Healthcare stocks boosted Wall Street on Wednesday after a near sweep for Joe Biden in the Super Tuesday Democratic primaries, a day after markets suffered heavy losses following an emergency interest rate cut by the Federal Reserve.
The benchmark S&P 500 rose for the second time in 10 sessions, bolstered by Biden's return to front-runner status in the US Democratic presidential nomination campaign over self-declared socialist Bernie Sanders.
"The markets will see Biden's success as helping to eliminate what they see as the worst option, a Sanders presidency," said Chris Nixon Cox, Chief Global Strategist at BrightSphere Investment Group.
Shares of health insurers UnitedHealth Group Inc, Centene Corp, Humana Inc and Cigna Corp surged between 9.8 percent and 13.4 percent. The broader healthcare index jumped 3.2 percent, the most among all the major S&P sectors trading higher.
The healthcare sector had suffered in recent months as Sanders and his "Medicare for All" proposal, which would eliminate private health insurance altogether, gained prominence.
The three indexes dropped nearly three percent on Tuesday as an emergency interest rate cut by the Federal Reserve amplified fears about the extent of the economic damage from the coronavirus outbreak.
Fears of a global slide into recession, and a resulting collapse in US corporate earnings this year, have knocked $3.1 trillion off the value of major US companies in the past 10 days.
At 9:54 a.m. ET, the Dow Jones Industrial Average was up 445.37 points, or 1.72 percent, at 26,362.78, the S&P 500 was up 37.97 points, or 1.26 percent, at 3,041.34. The Nasdaq Composite was up 88.84 points, or 1.02 percent, at 8,772.93.
Adding to the upbeat mood, the ADP National Employment Report showed US private payrolls rose more than expected in February.

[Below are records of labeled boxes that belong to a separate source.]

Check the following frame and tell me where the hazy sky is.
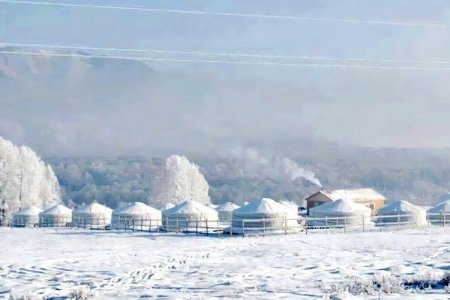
[0,0,450,155]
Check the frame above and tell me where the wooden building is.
[305,188,386,215]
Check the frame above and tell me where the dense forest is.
[47,147,450,207]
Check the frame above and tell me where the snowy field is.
[0,228,450,299]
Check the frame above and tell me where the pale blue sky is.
[0,0,450,154]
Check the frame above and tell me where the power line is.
[0,50,450,71]
[0,0,448,28]
[0,42,450,64]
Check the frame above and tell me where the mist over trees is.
[150,155,210,207]
[48,146,450,207]
[0,137,61,217]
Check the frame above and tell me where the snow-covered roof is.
[278,200,298,210]
[113,202,161,215]
[217,202,240,211]
[205,202,218,209]
[41,204,72,215]
[160,203,175,211]
[74,202,112,214]
[309,199,371,216]
[378,200,426,215]
[439,193,450,203]
[233,198,289,216]
[163,200,218,219]
[428,199,450,213]
[14,206,42,216]
[308,188,386,201]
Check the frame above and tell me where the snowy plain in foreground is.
[0,227,450,299]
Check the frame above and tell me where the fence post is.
[397,213,400,229]
[284,216,287,234]
[263,219,266,236]
[230,217,233,236]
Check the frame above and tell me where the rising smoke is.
[232,148,322,187]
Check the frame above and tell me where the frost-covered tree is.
[0,137,61,218]
[150,155,209,207]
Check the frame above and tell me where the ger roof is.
[164,200,217,215]
[114,202,161,215]
[378,200,425,215]
[306,188,386,201]
[14,206,42,216]
[75,202,112,214]
[310,199,371,214]
[428,199,450,213]
[41,204,72,215]
[233,198,288,215]
[217,202,240,211]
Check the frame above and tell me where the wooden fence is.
[3,212,450,236]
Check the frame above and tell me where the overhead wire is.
[0,49,450,71]
[0,0,449,28]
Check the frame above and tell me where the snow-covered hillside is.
[0,228,450,299]
[0,137,61,218]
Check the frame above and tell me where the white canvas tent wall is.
[13,206,42,227]
[39,204,72,227]
[217,202,240,222]
[308,199,373,227]
[162,200,219,231]
[161,203,175,211]
[72,202,112,229]
[427,199,450,224]
[230,198,300,234]
[377,201,427,225]
[111,202,162,230]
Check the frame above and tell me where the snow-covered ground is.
[0,228,450,299]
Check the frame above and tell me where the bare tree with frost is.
[0,137,61,219]
[150,155,210,207]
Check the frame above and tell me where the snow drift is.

The data is considered a precursor to the more comprehensive jobs report on Friday.
All eyes will also be on the Fed's beige book report, which will offer the first snapshot from the central bank's business contacts on how deeply the coronavirus is impacting the domestic economy.
US food company Campbell Soup Co rose 5.9 percent after lifting its 2020 profit forecast, and topping analyst estimates for the quarter on improved demand for its soups.
Upscale retailer Nordstrom slid 4.5 percent after forecasting a 2020 profit largely below market expectations.Advancing issues outnumbered decliners by a 4.39-to-1 ratio on the NYSE and a 2.88-to-1 ratio on the Nasdaq. The S&P 500 recorded two new 52-week highs and 13 new lows, while the Nasdaq recorded 14 new highs and 35 new lows.